Here’s to seeing more of them in the new year. Arranged in alphabetical order.
Through various projects like Girls Coding, Empowered Hands, GirlsInSTEM and GC mentors, Abisoye Ajayi-Akinfolarin’s Pearls Africa empowers girls by tutoring them on functional skills to achieve economic independence at the earliest age. She has been listed as one of the top 10 CNN heroes of the year, becoming the first Nigerian to be so honored.
In 2018 the streets were watching. Shaku shaku is over and the Zanku is in. Credited as the pioneer of new street dance Zanku, Zlatan – real name Omonyi Temidayo not only taught the country how to boogie, he doubled down with the release of the Chinko Ekun hit single, Able God and joined forces with DMW boss Davido for a single, Osanle.
For her Scraps from Mama’s Floor project, Bolatito Aderemi-Ibitola walked away with the highly coveted ART X Prize and a sum of N1,000,000. A trans-disciplinary artist working primarily in time-based art, interactivity and performance, Aderemi-Ibitola, a Masters degree graduate in Performances Studies from Tisch School of the Performing Arts, New York University had a divisive solo presentation at Art X in November as part of her requirements for winning the prestigious Art X Prize.
If you consumed Nigerian music this year, chances are you came across the work of Killertunes – real name Pedro Otans – one of the most sought-after producers this year. Killertunes was the producer behind Wizkid and Duncan Mighty’s Fake Love, DJ Spinall and Kizz Daniel’s Baba, DJ Spinall and Wizkid’s Nowo and Olamide’s ‘Motigbana. No other producer – or artiste – had a more winning streak this year than Killertunes.

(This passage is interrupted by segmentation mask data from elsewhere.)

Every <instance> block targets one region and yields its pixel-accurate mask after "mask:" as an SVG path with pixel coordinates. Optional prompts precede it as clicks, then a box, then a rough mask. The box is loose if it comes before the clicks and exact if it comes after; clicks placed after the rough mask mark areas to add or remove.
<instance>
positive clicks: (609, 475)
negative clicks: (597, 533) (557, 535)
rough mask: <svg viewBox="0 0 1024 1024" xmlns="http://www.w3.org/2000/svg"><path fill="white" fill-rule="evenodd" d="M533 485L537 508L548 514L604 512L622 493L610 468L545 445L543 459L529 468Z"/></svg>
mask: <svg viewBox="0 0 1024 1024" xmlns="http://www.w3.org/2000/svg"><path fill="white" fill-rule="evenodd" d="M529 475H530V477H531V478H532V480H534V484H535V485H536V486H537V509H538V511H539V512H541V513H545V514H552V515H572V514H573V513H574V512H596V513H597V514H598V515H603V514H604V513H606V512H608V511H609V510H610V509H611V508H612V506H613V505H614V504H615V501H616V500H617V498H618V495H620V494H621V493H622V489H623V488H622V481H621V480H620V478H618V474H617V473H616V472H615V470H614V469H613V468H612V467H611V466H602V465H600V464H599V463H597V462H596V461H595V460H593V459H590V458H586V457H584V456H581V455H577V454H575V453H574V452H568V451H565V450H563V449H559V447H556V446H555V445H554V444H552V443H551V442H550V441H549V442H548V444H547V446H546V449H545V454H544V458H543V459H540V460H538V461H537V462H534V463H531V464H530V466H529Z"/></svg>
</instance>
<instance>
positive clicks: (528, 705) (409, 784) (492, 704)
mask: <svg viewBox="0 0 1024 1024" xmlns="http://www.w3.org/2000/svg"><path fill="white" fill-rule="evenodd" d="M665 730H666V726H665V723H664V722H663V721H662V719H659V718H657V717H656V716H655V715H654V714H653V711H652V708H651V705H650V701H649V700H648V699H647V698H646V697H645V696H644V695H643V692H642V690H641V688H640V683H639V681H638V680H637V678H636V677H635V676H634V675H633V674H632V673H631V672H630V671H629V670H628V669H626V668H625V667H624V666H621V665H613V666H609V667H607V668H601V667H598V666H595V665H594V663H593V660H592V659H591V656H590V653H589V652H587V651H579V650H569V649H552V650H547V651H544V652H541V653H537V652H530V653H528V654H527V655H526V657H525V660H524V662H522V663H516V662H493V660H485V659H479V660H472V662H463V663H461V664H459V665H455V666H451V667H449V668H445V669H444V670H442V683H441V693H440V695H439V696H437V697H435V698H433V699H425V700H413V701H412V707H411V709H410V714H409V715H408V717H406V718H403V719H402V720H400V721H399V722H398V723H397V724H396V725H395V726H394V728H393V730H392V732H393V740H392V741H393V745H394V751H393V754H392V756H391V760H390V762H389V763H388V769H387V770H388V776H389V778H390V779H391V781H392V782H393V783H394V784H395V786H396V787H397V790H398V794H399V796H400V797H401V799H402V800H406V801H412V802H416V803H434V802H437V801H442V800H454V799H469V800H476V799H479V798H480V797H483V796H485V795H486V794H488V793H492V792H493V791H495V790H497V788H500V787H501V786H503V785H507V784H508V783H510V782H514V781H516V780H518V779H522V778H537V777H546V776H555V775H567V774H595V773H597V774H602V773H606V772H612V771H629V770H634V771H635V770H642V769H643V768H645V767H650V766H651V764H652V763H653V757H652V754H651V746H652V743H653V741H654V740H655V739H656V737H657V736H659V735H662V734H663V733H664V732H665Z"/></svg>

Inkblot production’s New Money isn’t a good film but Jemima Osunde managed to come out of it looking like a leading lady. Where New Money proved she could carry a major film, appearances in diverse projects like The Delivery Boy, Esohe and Lionheart proved she could play within a team while trying out different genres. Before this year, Osunde’s main claim to fame was her recurring role in the MTV Shuga series.
2018 was the year in which whatever Peruzzi touched turned to gold. Well, almost anything. Signed to Davido Music Worldwide, Peruzzi, born Tobechukwu Victor Okoh was associated with some of the biggest hits of the year. From DMW’s Mind and Aje to 2Baba’s Amaka and Duncan Mighty’s Aza, Peruzzi wasn’t just tangential to these hits, he was front and centre delivering verses that marked him instantly for superstardom.
This year alone, Ayodeji Rotinwa a freelance journalist, has written about alternative fashion for the New York Times, creative art hubs for Financial Times and product designers for Vogue. He covers visual art, sustainable development and culture across the continent and has captured numerous breakthrough successes, bringing their stories to a wider audience. In 2017, Rotinwa was a BudgIT media fellow, and his work has also appeared on CNN, Mail & Guardian and The Africa Report.
Teni The Entertainer
Teni showed promise when she captured the 2017 Headies Rookie of the year. In 2018, she grew into her own, turning heads and capturing hearts with songs like Askamaya and Wait. Folks (Read: Men) who didn’t know what boxes to place her unconventional appearance were quick to dismiss her but Teni wore them all down. She performed at The Future Awards Africa ceremony and was featured in the New York Times for her tomboyish fashion. Not bad for someone who was asked to stick to songwriting.
It is true Toni Tones has been around for a while, trying her hands in film and music – this year she appeared in Lara and the Beat and The Eve. But it was with Kemi Adetiba’s box office conquering King of Boys that Ms Tones finally got everyone’s attention. Playing the younger version of Sola Sobowale’s Eniola Salami character, Toni Tones was able to hold her own in the presence of industry greats. After King of Boys, it isn’t likely that anyone would dismiss Toni Tones anymore.
A graduate of Engineering of the Auchi Polytechnic, Victor AD had been recording music professionally for four years but it wasn’t until this year that Wetin We Gain, his aspirational and utterly relatable anthem took him out of obscurity and made him a household name. The music business is tough to break into but Victor AD, riding on the back of one of the year’s biggest hits, managed to get a foot in. His success was one of the most heartwarming stories of the year.